GPUArrays.jl is actually only used by CuArrays/CLArrays. It’s also not fully abstract, i.e., one of the original design goals by @sdanisch was to be able to instantiate a GPUArray. I’ve been moving away from that design a little, and I hope to clean the package up some more in order to make it more reliable for use by other GPU back-ends (esp. the one for AMD).
Availability of hardware / software. In theory, each of these packages should just implement the Base array interface, and you should be able to write generic array code and move between implementations. Of course, we’re not quite there yet.
The current broadcast implementation has some overheads, because of how it pads dimensions (run-time checks on keeps
and defaults
). This works out fine for CPUs, but is somewhat costly on GPUs. We could probably customize broadcast to specialize on the container shapes, and that would be something that would fit great in GPUArrays.jl. (I’m not sure, after reading #32051)
Other than that, at least in the case of CuArrays, you end up with regular CuDeviceArrays on the device, regardless of writing your own kernel vs. broadcasting over a CuArray.
That’s an underdeveloped part of CuArrays. IIRC, it just defaults to 256 threads and pads the blocks for that (we really need to do an occupancy analysis there). For some calls, where we have expensive kernels that might use lots of registers (eg. reduce) we do something more sophisticated, but still no occupancy analysis.
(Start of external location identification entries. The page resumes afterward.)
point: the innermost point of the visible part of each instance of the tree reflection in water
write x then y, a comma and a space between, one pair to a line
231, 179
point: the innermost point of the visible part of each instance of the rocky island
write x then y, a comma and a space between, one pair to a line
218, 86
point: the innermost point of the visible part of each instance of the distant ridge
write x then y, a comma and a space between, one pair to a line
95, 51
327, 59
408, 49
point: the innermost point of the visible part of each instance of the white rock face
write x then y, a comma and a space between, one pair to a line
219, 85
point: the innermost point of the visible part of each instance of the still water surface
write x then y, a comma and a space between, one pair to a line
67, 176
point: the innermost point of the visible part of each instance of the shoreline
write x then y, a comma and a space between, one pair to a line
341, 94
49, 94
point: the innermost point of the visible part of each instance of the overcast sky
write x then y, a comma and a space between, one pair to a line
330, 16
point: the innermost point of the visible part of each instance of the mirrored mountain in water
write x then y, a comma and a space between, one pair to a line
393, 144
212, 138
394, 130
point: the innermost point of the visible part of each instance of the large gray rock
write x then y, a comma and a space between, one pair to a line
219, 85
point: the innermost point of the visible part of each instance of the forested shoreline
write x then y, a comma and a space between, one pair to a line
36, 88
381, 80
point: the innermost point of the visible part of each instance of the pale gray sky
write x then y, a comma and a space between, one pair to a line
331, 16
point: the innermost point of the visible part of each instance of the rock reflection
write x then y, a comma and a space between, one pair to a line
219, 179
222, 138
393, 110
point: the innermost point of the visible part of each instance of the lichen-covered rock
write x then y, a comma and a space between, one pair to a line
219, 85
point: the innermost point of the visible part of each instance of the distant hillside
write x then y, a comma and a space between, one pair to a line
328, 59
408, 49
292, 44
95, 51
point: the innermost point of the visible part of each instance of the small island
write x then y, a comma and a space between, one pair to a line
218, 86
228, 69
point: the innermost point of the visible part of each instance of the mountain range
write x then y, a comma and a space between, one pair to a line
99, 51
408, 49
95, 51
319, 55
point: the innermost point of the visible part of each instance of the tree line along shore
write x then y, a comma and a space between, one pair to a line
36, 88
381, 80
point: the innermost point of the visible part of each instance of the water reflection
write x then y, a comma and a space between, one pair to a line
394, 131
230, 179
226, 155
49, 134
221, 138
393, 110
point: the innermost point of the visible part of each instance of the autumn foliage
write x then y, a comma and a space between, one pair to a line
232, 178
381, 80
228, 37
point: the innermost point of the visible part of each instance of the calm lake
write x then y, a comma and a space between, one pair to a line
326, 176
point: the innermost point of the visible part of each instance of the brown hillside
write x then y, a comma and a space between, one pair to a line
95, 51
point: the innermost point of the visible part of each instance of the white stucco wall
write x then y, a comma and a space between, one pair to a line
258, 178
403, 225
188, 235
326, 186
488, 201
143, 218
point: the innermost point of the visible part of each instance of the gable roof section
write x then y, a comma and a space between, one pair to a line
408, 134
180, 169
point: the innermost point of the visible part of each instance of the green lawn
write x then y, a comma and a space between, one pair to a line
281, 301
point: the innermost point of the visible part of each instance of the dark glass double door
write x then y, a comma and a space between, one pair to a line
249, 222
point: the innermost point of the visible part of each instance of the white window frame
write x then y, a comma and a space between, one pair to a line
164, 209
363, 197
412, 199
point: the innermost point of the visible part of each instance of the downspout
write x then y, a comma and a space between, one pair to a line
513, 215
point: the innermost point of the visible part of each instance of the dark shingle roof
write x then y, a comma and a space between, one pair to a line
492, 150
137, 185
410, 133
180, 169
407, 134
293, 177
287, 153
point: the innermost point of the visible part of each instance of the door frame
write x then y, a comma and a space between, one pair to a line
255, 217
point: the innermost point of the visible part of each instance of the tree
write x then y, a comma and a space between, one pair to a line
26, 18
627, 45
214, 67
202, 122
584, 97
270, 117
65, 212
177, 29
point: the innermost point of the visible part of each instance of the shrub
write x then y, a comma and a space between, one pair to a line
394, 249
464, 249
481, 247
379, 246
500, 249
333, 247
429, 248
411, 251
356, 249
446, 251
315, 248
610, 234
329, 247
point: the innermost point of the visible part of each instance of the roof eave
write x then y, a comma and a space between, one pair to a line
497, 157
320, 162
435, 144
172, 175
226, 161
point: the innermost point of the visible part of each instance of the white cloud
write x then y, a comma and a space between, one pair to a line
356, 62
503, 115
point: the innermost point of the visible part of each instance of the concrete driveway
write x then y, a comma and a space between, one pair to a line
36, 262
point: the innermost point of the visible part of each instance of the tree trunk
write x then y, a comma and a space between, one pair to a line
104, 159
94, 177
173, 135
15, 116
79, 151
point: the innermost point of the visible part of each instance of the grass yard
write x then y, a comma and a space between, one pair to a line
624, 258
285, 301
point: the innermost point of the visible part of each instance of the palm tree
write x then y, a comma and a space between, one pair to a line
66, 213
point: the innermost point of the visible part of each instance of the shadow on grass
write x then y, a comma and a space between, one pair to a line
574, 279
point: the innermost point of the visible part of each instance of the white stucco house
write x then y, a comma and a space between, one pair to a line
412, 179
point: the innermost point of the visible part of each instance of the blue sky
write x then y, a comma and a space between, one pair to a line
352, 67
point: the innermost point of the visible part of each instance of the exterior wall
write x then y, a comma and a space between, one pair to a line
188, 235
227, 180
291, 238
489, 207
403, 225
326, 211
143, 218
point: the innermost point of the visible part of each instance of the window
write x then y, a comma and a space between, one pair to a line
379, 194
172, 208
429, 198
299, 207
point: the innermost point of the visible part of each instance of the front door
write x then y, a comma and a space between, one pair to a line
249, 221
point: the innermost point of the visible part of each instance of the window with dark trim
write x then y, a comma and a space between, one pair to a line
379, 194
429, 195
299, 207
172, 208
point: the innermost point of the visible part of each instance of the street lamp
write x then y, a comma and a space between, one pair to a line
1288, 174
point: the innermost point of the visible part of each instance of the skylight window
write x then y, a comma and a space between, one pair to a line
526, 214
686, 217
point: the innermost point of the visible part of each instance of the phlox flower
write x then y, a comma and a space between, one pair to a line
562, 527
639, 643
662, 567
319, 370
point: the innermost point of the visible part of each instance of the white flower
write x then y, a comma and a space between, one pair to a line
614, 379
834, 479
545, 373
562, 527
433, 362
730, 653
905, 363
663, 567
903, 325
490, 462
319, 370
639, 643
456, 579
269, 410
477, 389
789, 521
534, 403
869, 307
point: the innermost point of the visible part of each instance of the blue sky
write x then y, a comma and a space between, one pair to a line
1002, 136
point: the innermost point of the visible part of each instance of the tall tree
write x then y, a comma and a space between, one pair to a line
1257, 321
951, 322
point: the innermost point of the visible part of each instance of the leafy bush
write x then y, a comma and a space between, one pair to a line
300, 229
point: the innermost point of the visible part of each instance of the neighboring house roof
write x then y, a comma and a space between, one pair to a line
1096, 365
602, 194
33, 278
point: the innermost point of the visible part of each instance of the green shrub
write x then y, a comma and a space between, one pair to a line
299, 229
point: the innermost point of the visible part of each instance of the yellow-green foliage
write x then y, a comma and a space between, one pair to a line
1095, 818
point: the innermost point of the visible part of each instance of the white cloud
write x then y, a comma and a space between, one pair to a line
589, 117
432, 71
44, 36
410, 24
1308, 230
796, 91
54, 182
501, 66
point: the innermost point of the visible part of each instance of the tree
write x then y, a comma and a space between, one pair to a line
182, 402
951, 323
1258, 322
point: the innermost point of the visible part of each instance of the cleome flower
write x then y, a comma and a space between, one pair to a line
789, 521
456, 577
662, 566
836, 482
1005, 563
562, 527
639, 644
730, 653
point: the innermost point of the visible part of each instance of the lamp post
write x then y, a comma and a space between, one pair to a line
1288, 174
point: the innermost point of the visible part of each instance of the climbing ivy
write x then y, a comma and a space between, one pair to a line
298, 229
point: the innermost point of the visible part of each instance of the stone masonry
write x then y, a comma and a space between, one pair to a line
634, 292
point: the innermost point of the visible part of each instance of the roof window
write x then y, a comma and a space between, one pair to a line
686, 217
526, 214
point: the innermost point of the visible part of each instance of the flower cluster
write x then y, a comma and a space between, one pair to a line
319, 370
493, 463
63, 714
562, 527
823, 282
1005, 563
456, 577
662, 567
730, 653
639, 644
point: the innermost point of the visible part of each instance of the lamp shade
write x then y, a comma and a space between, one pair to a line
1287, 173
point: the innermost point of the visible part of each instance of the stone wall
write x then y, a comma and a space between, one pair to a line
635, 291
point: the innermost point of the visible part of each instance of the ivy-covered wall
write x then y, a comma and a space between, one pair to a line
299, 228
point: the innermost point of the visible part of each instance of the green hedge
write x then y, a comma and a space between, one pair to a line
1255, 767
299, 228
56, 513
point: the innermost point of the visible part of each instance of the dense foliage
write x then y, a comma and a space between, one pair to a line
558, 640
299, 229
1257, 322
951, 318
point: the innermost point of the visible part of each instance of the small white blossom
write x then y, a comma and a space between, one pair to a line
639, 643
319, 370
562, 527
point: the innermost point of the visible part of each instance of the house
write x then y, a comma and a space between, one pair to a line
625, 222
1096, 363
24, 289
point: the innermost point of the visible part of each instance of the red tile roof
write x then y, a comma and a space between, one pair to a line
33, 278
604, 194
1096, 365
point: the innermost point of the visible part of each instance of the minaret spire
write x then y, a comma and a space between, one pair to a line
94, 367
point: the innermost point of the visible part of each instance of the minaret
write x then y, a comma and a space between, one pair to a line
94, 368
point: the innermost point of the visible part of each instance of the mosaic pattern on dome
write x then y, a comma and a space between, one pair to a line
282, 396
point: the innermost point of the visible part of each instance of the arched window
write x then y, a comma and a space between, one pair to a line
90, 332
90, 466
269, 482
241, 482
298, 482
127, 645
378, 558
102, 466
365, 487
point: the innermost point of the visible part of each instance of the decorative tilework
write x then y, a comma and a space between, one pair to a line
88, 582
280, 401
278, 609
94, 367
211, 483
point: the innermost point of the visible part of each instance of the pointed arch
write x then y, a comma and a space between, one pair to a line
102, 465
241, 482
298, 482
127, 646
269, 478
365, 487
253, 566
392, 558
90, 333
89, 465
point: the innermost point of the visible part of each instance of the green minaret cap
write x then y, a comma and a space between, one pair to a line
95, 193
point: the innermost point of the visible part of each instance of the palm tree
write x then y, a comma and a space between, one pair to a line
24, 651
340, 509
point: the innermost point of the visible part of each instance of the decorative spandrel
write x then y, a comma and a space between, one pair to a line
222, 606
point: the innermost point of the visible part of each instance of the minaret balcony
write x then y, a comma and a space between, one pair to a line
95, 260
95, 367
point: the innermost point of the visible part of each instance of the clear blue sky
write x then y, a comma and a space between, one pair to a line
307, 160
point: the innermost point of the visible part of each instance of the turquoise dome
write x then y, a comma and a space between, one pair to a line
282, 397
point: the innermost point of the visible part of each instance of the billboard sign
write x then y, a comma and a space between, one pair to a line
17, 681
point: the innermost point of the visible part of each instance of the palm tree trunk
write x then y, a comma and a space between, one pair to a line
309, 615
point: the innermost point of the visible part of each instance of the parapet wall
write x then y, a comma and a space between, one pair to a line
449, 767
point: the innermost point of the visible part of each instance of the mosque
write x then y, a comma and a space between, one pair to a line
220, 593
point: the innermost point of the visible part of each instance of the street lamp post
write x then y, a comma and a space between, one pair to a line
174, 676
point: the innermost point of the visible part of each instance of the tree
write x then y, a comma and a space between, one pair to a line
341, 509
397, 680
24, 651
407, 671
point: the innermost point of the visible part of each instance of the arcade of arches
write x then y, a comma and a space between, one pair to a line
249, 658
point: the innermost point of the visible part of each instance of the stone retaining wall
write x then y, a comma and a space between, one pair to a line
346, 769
When you need the flexibility of kernel programming. If you can rephrase a problem in terms of array expressions, do so. It’s much easier, you get kernel fusion out of the box, dispatch to CUBLAS and friends whenever possible, etc.
In terms of the underlying software stack: not compatible at all. Concerning the implementations, @jpsamaroo has expressed interest in sharing code between CUDA/AMDnative (and presumably the array infrastructure that would be built on top of that). I haven’t had the time to look into that, but I’m all for sharing code between back ends whenever possible.